BUG/ENH: Improve output for structured non-void types #10381

eric-wieser · 2018-01-12T06:26:02Z

Based on the 1.14 branch point, in case we want to backport.

mhvk

Looks good. Mostly nitpicks about comments, to help possible future developers.

mhvk · 2018-01-15T17:11:00Z

numpy/core/arrayprint.py

@@ -394,7 +391,12 @@ def _get_format_function(data, **options):
    elif issubclass(dtypeobj, _nt.object_):
        return formatdict['object']()
    elif issubclass(dtypeobj, _nt.void):
-        return formatdict['void']()
+        # StructureFormat relies on np.void.__getitem__, so we can't use it


This comment would seem helpful only if you thought StructureFormat should be used elsewhere (as it was originally, but which is not all that obvious). Maybe just state here something along the lines of "'void' only deals with unstructured bytes; we use StructureFormat if they are assigned to fields. Note that we cannot use StructureFormat where the void is in a union with a non-void dtype; those will be caught above and the typeset with the regular dtype (though the full dtype will be printed, to indicate to the user it is a union dtype)"

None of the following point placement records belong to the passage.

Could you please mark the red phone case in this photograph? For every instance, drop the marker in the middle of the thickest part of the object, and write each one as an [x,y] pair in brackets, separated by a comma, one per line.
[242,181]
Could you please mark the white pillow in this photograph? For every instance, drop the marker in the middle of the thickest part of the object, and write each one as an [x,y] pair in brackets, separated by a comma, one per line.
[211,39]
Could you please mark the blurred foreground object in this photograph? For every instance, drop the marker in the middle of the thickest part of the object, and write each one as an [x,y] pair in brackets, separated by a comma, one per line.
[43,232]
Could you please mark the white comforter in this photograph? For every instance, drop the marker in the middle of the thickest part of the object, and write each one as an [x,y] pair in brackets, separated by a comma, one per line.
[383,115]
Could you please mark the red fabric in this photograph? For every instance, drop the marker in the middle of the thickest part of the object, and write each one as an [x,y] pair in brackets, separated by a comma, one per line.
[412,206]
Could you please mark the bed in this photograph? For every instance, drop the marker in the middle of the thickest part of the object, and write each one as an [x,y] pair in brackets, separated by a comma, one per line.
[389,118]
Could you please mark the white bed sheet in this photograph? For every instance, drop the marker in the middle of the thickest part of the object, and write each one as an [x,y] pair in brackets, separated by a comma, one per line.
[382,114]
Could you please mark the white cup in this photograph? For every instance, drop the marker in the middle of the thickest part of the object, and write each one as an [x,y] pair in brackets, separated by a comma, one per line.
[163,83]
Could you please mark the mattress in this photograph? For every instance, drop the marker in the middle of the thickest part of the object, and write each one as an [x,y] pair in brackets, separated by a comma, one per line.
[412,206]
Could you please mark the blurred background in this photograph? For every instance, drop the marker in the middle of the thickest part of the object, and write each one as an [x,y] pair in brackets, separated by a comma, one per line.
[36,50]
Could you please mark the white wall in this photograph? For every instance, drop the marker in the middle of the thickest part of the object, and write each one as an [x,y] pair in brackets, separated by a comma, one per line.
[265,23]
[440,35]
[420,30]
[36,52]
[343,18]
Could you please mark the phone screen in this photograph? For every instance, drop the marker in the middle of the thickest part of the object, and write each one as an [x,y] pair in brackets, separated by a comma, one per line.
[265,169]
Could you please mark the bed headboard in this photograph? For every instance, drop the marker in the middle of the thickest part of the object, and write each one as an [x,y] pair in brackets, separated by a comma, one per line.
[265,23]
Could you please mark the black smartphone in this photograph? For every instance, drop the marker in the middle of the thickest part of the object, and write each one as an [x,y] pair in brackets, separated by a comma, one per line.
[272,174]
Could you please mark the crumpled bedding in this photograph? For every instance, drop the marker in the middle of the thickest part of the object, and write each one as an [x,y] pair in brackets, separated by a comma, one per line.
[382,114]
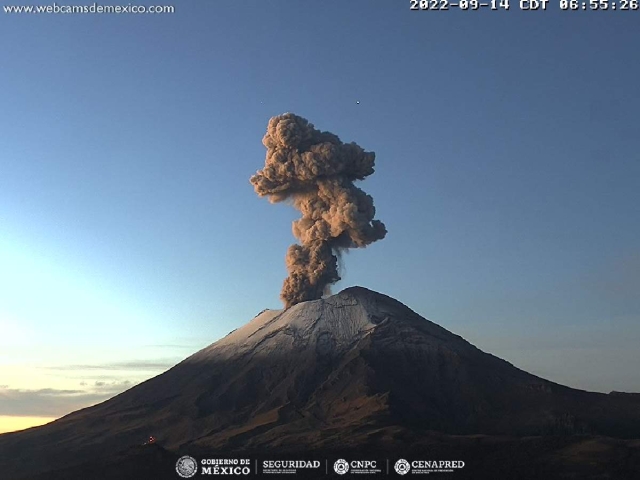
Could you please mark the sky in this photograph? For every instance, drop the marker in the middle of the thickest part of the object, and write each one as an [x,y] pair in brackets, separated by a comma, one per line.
[507,174]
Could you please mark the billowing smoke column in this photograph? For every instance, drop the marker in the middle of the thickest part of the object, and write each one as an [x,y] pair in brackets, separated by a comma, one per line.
[315,171]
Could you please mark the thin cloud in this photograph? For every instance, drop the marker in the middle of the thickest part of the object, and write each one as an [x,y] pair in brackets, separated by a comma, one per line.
[47,402]
[134,365]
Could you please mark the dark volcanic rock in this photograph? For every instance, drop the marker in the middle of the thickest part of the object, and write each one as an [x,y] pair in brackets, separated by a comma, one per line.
[355,371]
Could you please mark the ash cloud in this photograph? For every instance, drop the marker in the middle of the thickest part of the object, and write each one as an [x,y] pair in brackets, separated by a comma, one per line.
[315,172]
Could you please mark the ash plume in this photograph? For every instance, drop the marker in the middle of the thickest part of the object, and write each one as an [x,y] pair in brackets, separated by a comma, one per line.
[315,171]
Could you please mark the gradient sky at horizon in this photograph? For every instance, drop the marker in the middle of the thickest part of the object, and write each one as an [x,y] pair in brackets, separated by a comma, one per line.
[507,173]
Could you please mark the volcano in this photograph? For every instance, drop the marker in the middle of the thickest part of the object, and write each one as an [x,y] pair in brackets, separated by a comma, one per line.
[354,372]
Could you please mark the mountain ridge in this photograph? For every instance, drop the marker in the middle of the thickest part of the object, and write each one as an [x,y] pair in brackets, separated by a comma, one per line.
[357,369]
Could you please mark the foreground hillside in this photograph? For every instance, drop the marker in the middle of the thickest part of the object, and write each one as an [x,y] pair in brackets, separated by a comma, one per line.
[355,372]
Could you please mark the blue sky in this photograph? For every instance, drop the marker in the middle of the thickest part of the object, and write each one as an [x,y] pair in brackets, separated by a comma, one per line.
[507,174]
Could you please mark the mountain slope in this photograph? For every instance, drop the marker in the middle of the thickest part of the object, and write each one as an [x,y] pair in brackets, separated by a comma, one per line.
[353,369]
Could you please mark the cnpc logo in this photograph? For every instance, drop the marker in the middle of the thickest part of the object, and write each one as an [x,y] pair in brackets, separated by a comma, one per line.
[342,466]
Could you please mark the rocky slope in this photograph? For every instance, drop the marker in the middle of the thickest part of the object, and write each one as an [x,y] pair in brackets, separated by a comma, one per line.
[355,370]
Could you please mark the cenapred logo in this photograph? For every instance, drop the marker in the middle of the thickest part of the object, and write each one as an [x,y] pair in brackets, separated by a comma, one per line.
[341,466]
[186,466]
[402,467]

If you thought StructureFormat should be used elsewhere

That depends on what you think counts as a structured type:

issubdtype(dt, np.void) and dt.names is not None

dt.names is not None

issubdtype(dt, np.flexible) (a lot of old code refers to flexible types when it means structured types)

Renaming it to StructuredVoidFormat would make that clear

Agreed it is confusing, but this is one place where one can explain what it is in the code!

mhvk · 2018-01-15T17:12:00Z

numpy/core/arrayprint.py

@@ -1236,7 +1238,7 @@ def dtype_is_implied(dtype):
    dtype = np.dtype(dtype)
    if _format_options['legacy'] == '1.13' and dtype.type == bool_:
        return False
-    return dtype.type in _typelessdata
+    return dtype.type in _typelessdata and dtype.names is None


As we're adding comments, maybe here note that the latter part guards against union dtypes?

mhvk · 2018-01-15T17:15:29Z

numpy/core/tests/test_multiarray.py

+        CustomScalar.__module__ = None
+
+        dt_custom = np.dtype((CustomScalar, fields))
+        str(dt_custom)  # segfault?


Might as well test the output?

Output is meaningless with __module__ assigned to garbage, I think. Can __module__ ever be None in real code?

Yes, true. I tried it myself and indeed got __main__.CustomScalar - I just wondered whether this is tested anywhere at all...

eric-wieser · 2018-01-15T17:25:36Z

numpy/core/src/multiarray/descriptor.c


-        ret = PyUString_FromString("(");
-        if (modulestr != NULL) {
-            /* Note: if modulestr == NULL, the type is unpicklable */


More background behind this comment would be useful. Can this ever happen?

Hmm my memory of this is vague now. I think this code had to do with "old style" vs "new style" classes in python2. I think "old style" classes fill in the __module__ entry incompletely when defined in C, or something along those lines. I will have to look it up.

Ah, happily I left some kind of explanation of that in a github comment. See here (link).

Now as to whether this can be NULL, I think it can, for types defined in C in python 2. If you go to https://docs.python.org/2/extending/newtypes.html, and copy the first "noddy" example, you will find:

>>> import noddy >>> mynoddy = noddy.Noddy() >>> mynoddy.__module__ AttributeError: 'noddy.Noddy' object has no attribute '__module__' >>> import cPickle >>> cPickle.dumps(mynoddy) TypeError: can't pickle Noddy objects

So, should the code continue to be able to deal with __module__ == NULL? Or is the new behaviour of raising an exception fine? It would probably be good to add a comment with the conclusion regardless...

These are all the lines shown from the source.